Home > Posts > Fix: The tag ‘TimeUpDown’ does not exist in XML namespace (Silverlight Toolkit)

Fix: The tag ‘TimeUpDown’ does not exist in XML namespace (Silverlight Toolkit)

If you use TimeUpDown control from Silverlight Toolkit in your XAML like below (copy pasting from CaptionGrid at ClipFlair source):

<ResourceDictionary
xmlns="http://schemas.microsoft.com/winfx/2006/xaml/presentation"
xmlns:x="http://schemas.microsoft.com/winfx/2006/xaml"
>
<DataTemplate x:Key="StartTimeCellTemplate">
<TextBlock Margin="4" Text="{Binding Begin}" />
</DataTemplate>

<DataTemplate x:Key="StartTimeCellEditTemplate">
<input:TimeUpDown Format="hh:mm:ss"
Value="{Binding Begin, Mode=TwoWay, ValidatesOnExceptions=True, NotifyOnValidationError=true}"
/>

</DataTemplate>

</ResourceDictionary>

then even though it seems to not complain in the XAML designer of Visual Studio 2010, then at Build time, even if you’ve added a reference to System.Windows.Controls.Input.Toolkit assembly (the 5.0.5.0 version for the Silverlight 5 Toolkit [December 2011 release]), you get:

The tag ‘TimeUpDown’ does not exist in XML namespace ‘clr-namespace:System.Windows.Controls;assembly=System.Windows.Controls.Input.Toolkit’

 

Similar bad behaviour occurs if you try to drag-drop the TimeUpDown control from Visual Studio toolbar (assuming you’ve installed the Silverlight Toolkit first) onto the XAML designer, no xml namespace (named xmlns:input above) is added and you just get <TimeUpDown /> in the designer.

 

The solution is to also add to your project a reference to System.Windows.Controls assembly (be sure to select same version DLL as above [e.g. 5.0.5.0]).
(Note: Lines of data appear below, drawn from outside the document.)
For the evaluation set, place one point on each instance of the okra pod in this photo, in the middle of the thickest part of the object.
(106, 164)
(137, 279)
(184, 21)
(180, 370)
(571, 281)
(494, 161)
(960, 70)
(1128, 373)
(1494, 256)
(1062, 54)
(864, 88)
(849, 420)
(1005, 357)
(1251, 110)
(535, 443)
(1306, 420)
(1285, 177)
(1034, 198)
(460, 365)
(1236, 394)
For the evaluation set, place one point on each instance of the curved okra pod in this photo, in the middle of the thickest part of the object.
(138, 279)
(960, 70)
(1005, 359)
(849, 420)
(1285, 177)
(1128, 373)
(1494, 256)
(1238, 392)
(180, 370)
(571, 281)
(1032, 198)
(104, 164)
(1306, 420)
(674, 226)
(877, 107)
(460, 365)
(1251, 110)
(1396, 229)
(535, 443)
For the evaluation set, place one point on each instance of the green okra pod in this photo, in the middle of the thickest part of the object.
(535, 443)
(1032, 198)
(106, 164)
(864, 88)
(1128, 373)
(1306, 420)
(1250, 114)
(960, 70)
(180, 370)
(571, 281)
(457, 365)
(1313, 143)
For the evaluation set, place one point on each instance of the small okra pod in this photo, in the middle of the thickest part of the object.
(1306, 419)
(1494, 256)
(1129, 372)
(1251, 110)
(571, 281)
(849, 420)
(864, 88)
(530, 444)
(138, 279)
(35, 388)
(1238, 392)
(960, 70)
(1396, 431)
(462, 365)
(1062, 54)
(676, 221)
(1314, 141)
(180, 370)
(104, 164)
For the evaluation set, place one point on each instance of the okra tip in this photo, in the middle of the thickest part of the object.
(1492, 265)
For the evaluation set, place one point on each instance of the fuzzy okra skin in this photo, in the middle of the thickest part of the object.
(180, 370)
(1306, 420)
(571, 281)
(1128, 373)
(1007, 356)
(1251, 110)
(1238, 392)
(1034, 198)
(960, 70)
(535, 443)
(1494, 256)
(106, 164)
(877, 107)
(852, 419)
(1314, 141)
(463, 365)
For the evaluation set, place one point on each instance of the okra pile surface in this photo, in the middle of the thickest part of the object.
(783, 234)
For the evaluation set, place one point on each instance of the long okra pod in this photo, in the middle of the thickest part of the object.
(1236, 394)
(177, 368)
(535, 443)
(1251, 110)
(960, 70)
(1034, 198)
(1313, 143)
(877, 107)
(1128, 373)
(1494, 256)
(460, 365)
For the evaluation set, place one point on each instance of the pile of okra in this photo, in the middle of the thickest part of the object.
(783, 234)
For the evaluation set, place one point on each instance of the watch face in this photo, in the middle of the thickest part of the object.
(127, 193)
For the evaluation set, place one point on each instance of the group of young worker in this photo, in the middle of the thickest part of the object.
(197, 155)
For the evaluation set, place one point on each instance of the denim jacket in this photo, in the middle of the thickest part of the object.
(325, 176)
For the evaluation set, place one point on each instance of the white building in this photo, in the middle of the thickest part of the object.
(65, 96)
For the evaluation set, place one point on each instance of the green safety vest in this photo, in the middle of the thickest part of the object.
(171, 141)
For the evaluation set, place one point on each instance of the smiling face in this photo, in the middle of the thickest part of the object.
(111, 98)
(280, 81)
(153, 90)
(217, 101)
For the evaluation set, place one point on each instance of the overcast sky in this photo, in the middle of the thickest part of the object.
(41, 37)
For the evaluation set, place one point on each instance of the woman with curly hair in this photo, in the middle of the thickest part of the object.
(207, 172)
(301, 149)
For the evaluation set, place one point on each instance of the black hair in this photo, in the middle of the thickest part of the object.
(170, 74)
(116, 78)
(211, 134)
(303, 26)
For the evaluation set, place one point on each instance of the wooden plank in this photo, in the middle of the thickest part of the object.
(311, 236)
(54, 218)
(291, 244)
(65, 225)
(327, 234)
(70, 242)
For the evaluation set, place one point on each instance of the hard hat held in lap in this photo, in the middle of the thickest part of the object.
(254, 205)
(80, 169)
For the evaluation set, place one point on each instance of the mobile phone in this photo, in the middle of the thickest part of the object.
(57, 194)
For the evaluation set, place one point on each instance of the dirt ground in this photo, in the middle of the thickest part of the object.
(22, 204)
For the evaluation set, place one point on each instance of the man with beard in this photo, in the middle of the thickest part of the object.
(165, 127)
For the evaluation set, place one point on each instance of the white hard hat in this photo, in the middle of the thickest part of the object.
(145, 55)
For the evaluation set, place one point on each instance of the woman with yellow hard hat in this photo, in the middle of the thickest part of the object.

For some reason the System.Windows.Controls.Input.Toolkit doesn’t seem to pull that together and must have some internal dependency to it (although the error you get is very cryptic).

Below is the Add Reference dialog of Visual Studio 2010, you either use the “Extensions” from the right handside, or type-in “System.Windows.Controls” at the search box to quickly spot those two assemblies.

image

 

Note that If you have a Silverlight assembly project with some UserControl in it and you apply the workaround I mentioned above, then if you use that UserControl in a Silverlight app (in a Page or other UserControl) you get a RUNTIME error this time at launch saying XamlParserError at the title bar and the exception text:

The type ‘TimeUpDown’ was not found because ‘clr-namespace:System.Windows.Controls;assembly=System.Windows.Controls.Input.Toolkit’ is an unknown namespace

This time the fix is to add a reference to "System.Windows.Controls.Input.Toolkit" to the project.

The funny thing is that this project (that uses a library that hosts a control that uses TimeUpDown itself) DOESN’T NEED to have a reference to "System.Windows.Controls", as the library does need to compile.

The other funny thing is that it does compile OK without adding the "System.Windows.Controls.Input.Toolkit" reference, but it shows runtime error.

 

This issue has been reported for some time now at:

https://connect.microsoft.com/VisualStudio/feedback/details/664106/silverlight-forum-sl5-numericupdown-control-compile-error

but hasn’t yet been fixed.

Update:

This may also be related:

https://zoomicon.wordpress.com/2012/07/02/fix-the-tag-xxx-does-not-exist-in-xml-namespace-clr-namespaceyyy/

I noticed that when I tried to compile on a machine that didn’t have Silverlight 5 Toolkit, it was eventually trying to use the Silverlight 4 Toolkit version of System.Windows.Control.Input from my Debug folder (not sure how that DLL ended up there, probably was brought in automatically via some other library’s dependencies by Visual Studio). So maybe you end up with multiple assemblies with the same name in the project and you have to remove the old ones.

You may also run into this issue if your solution was using Silverlight 5 Toolkit and you try to build the project on another machine that has Silverlight 4 Toolkit only. Solution is to install Silverlight 5 Toolkit too and then make sure the project refers to the 5.0 version of System.Windows.Controls.Input.Toolkit.dll and that the reference doesn’t have a path that points into your solution but to the program files folder instead, where Silverlight Toolkit gets installed.